- Crude oil prices reached an new high for the year, driven by Saudi Arabia’s production cuts.
- But Riyadh may soon lift the restrictions, Rapidan’s Bob McNally told Bloomberg TV.
The end to Saudi Arabia’s oil production cuts may be closer than investors anticipate, Bob McNally, founder of the Rapidan Energy Group, told Bloomberg TV on Thursday.
US crude prices hit their highest level for the year this week, but pulled back Thursday to $92.51 a barrel. Still, some in the industry have warned of even higher valuations to come — as much as $150 a barrel.
But according to McNally, persistently high oil prices may lead to plunging demand, something that Saudi Arabia will want to avoid.
“The odds are higher than the market is currently discounting that the Saudis will take their foot off the brake sooner,” he said. “They do not want to deliberately over tighten the market, because if you get a spike, then you get the demand collapse and you get a bust. They don’t want that.”
Already, the world’s top oil exporter has shown some openness to easing its oil production cuts, McNally said. For instance, during the last announcement about extending its cuts, Riyadh emphasized that output would be reviewed each month, and for the first time noted a possible production increase.
Any decision to lift the cuts may come as soon as October or November, he estimated.
Alongside its partners in the Organization of Petroleum Exporting Countries, the kingdom has limited oil output since July and has since slowed production to around 9 million barrels a day.
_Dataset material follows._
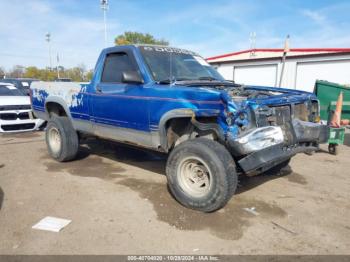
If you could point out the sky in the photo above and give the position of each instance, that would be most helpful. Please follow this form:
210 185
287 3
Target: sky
208 27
OPEC data from this month has highlighted a widening imbalance between oil demand and supply due to the production cuts, which could spark the biggest oil deficit since 2007 in the next quarter.
Saudi Arabia has an incentive to for oil prices to reach the $100 level, as the country looks to use export revenue to diversify its economy away from petroleum.
That’s as the kingdom’s sovereign wealth fund plans to spend $40 billion annually on domestic investments, which includes the construction of a futuristic city called Neom.
But market veteran Ed Yardeni wrote in a Thursday note that $100 oil will hurt demand and risks triggering a global recession if consumers cut spending. It could also initiate non-OPEC crude production to increase.